The analyst can supply data in several ways:
Minimal (Mode 1): only the score
y. Censoring is inferred automatically: \(y = 0 \to \delta = 1\), \(y = K \to \delta = 2\), \(0 < y < K \to \delta = 3\), \(y \in (0, 1) \to \delta = 0\).Classic (Mode 2):
y+ explicitdelta. The analyst declares the censoring type; interval endpoints are computed using the actualyvalue.Interval (Mode 3):
leftand/orrightcolumns (on the original scale). Censoring is inferred from the NA pattern.Full (Mode 4):
y,left, andrighttogether. The analyst's own endpoints are rescaled directly to \((0, 1)\).
All covariate columns are preserved unchanged in the output.
Usage
brs_prep(
data,
y = "y",
delta = "delta",
left = "left",
right = "right",
ncuts = 100L,
lim = 0.5
)Arguments
- data
Data frame containing the response variable and covariates.
- y
Character: name of the score column (default
"y").- delta
Character: name of the censoring indicator column (default
"delta"). Values must be in{0, 1, 2, 3}.- left
Character: name of the left-endpoint column (default
"left").- right
Character: name of the right-endpoint column (default
"right").- ncuts
Integer: number of scale categories (default 100).
- lim
Numeric: half-width of the uncertainty region (default 0.5). Used only when constructing intervals from
yalone.
Value
A data.frame with the following columns appended or
replaced:
leftLower endpoint on \((0, 1)\).
rightUpper endpoint on \((0, 1)\).
ytMidpoint approximation on \((0, 1)\).
yOriginal scale value (preserved for reference).

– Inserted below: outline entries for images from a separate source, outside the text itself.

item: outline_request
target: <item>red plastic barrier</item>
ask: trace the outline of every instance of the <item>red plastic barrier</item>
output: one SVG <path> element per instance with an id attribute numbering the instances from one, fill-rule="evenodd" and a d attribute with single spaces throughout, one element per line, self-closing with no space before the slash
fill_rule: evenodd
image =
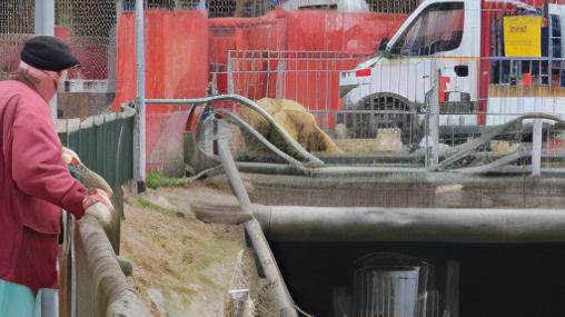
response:
<path id="1" fill-rule="evenodd" d="M 390 38 L 406 14 L 293 11 L 288 22 L 288 50 L 343 51 L 371 55 L 385 37 Z"/>
<path id="2" fill-rule="evenodd" d="M 198 98 L 208 86 L 208 29 L 199 11 L 146 10 L 146 98 Z M 135 16 L 118 19 L 117 91 L 112 106 L 136 98 Z M 147 153 L 150 157 L 163 127 L 163 113 L 177 107 L 147 107 Z M 162 138 L 161 138 L 162 139 Z"/>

deltaCensoring indicator: 0 = exact, 1 = left, 2 = right, 3 = interval.
Covariate columns are preserved.
The output carries attributes "is_prepared" (TRUE),
"ncuts" and "lim" so that
brs can detect prepared data and skip the
internal brs_check call.
Details
Priority rule: if delta is provided (non-NA),
it takes precedence over all automatic classification rules.

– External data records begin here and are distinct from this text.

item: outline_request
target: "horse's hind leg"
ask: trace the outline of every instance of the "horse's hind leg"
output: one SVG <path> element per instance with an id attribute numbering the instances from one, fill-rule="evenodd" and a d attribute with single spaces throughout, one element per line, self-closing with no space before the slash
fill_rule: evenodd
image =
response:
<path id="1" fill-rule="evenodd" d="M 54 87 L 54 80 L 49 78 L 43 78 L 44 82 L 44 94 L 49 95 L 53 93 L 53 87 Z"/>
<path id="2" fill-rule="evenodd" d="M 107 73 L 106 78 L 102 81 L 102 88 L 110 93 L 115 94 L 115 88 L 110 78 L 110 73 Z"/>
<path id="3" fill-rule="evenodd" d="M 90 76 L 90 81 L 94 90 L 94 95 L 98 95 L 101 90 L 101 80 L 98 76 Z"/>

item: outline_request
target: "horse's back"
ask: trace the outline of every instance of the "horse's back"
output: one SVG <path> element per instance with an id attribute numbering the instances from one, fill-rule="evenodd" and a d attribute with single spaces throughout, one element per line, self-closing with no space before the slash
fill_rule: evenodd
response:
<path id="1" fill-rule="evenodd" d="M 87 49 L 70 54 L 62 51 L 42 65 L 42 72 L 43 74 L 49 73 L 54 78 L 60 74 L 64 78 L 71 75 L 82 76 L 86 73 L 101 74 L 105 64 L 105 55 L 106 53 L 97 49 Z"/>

When delta is NA, the function infers the censoring type
from the pattern of left, right, and y:
left | right | y | delta | Interpretation | Inferred \(\delta\) |
NA | 5 | NA | NA | Left-censored (below 5) | 1 |
| 20 | NA | NA | NA | Right-censored (above 20) | 2 |
| 30 | 45 | NA | NA | Interval-censored [30, 45] | 3 |
NA | NA | 50 | NA | Exact observation | 0 |
NA | NA | 50 | 3 | Analyst says interval | 3 |
NA | NA | 0 | 1 | Analyst says left-censored | 1 |
NA | NA | 99 | 2 | Analyst says right-censored | 2 |
When y, left, and right are all present for the
same observation, the analyst's left/right values are
used directly (rescaled by \(K =\) ncuts) and delta
is set to 3 (interval-censored) unless the analyst supplied
delta explicitly.
Endpoint formulas for Mode 2 (y + explicit delta):
When the analyst supplies delta explicitly, the endpoint
computation uses the actual y value to produce
observation-specific bounds. This is the same logic used by
brs_check with a user-supplied delta
vector:
| \(\delta\) | Condition | \(l_i\) (left) | \(u_i\) (right) |
| 0 | (any) | \(y / K\) | \(y / K\) |
| 1 | \(y = 0\) | \(\epsilon\) | \(\mathrm{lim} / K\) |
| 1 | \(y \neq 0\) | \(\epsilon\) | \((y + \mathrm{lim}) / K\) |
| 2 | \(y = K\) | \((K - \mathrm{lim}) / K\) | \(1 - \epsilon\) |
| 2 | \(y \neq K\) | \((y - \mathrm{lim}) / K\) | \(1 - \epsilon\) |
| 3 | type "m" | \((y - \mathrm{lim}) / K\) | \((y + \mathrm{lim}) / K\) |
Consistency warnings: when the analyst supplies delta
values that are unusual for the given y (e.g.,
\(\delta = 1\) but \(y \neq 0\)), the function emits a warning
but proceeds. This is by design for Monte Carlo workflows where
forced delta on non-boundary observations is intentional.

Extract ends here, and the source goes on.